Uno slittamento quanto mai opportuno. L'entrata in vigore della norma introdotta con il decreto anticorruzione dall'emendamento Bonafede, norma che congela la prescrizione dopo la sentenza di primo grado, mandando a quel paese ogni aspirazione a una ragionevole durata dei processi, arriverà solo a gennaio del 2020. Una vera fortuna per Beppe Grillo. Che, ieri, avrebbe visto confermata anche in appello la condanna a 4 mesi e al pagamento di cento euro di multa per la violazione dei sigilli di una baita in Val di Susa nel 2010, se i giudici torinesi - pur ritenendolo colpevole nel merito - non si fossero dovuti arrendere all'evidenza dell'intervenuta prescrizione.
Grillo dunque si salva dalla norma voluta fortissimamente proprio dai grillini, che martellano da tempo sull'equivalenza tra prescrizione e colpevolezza ma che, ora, su social e agenzie se ne stanno ben zitti mentre vedono il loro fondatore e guru risparmiarsi una macchia sulla fedina penale proprio grazie a quell'odiato istituto giuridico che loro, invece, hanno voluto abbattere, prorogando potenzialmente all'infinito i processi. In futuro. Perché, appunto, la norma attende ancora di entrare in vigore. Tantomeno l'uomo che ha inventato i Cinquestelle ha scelto, trovandosi a processo, di rinunciare alla prescrizione, come forse motivi di opportunità politica avrebbero suggerito. Dunque Grillo incassa più che legittimamente una pronuncia di estinzione e va a casa sorridente, liberato da un gravame giudiziario. Non male, soprattutto considerando che i giudici della Corte d'appello di Torino, valutando i fatti avvenuti otto anni fa in quella baita con Grillo a comiziare di fronte a un gruppo di arrabbiatissimi No Tav, erano pronti a confermare la condanna scritta in primo grado, osservando che «i presupposti per una pronuncia assolutoria per motivi di merito» semplicemente «non sussistono». Così la condanna andrebbe confermata, argomentano le toghe, ma viene estinta causa prescrizione. Curioso che lo stesso destino - l'estinzione - aspetti, tra un annetto, proprio la stessa prescrizione.
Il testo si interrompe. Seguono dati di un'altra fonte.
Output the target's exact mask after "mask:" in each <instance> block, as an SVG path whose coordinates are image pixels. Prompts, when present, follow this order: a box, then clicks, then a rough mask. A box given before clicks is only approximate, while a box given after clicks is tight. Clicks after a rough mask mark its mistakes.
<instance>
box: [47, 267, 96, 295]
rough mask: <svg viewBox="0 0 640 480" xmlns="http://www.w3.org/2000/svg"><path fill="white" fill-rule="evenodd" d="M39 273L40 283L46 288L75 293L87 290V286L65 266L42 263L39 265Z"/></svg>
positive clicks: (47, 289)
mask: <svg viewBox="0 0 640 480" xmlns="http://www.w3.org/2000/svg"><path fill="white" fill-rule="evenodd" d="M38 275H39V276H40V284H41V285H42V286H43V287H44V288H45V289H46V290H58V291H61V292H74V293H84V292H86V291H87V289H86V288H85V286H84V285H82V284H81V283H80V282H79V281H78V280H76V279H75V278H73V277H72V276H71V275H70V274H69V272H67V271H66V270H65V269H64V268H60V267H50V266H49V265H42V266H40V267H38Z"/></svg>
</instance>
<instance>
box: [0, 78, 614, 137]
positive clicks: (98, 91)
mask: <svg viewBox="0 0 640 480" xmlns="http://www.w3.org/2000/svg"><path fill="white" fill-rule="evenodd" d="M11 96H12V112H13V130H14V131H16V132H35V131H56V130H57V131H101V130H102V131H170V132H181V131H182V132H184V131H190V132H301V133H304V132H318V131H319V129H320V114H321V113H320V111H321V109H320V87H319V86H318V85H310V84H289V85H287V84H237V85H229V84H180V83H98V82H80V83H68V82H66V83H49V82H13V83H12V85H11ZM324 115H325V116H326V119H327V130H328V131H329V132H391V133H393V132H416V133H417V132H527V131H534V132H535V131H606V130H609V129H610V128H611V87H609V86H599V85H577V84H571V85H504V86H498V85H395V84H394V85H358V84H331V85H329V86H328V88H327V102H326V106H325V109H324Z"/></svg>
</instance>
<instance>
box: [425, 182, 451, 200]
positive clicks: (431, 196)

Ovviamente la tempistica tra marketing politico anti-prescrizione da parte del governo gialloverde - ricordate poche settimane fa Di Maio minacciare che in caso di mancato accordo sarebbe «saltato il contratto»? - e scampato pericolo del padre del Movimento non è sfuggita a nessuno, al netto del già citato silenzio pentastellato. Per esempio, il deputato-avvocato azzurro Francesco Paolo Sisto ha ironizzato proprio sugli sforzi che Di Maio e i suoi hanno fatto negli ultimi mesi per «colpevolizzare» la prescrizione, chiedendo ai vertici M5S se a questo punto pure Beppe Grillo vada conteggiato «nella lista dei furbetti della prescrizione che sfuggono alla giustizia». Per il parlamentare di Fi, insomma, «questo caso è la prova provata di come il giustizialismo grillino, così carico di paradossi, finisca per rivelarsi un boomerang».
Anni di battaglie per la ragionevole durata dei processi polverizzate da una norma populista.
Che andrà a regime tra poco meno di 400 giorni. Abbastanza presto da far deprimere i garantisti. Abbastanza tardi da non infastidire Grillo, salvandolo non solo dai 4 mesi di condanna, ma da anni e anni di udienze, avvocati e carte bollate nel tempo a venire.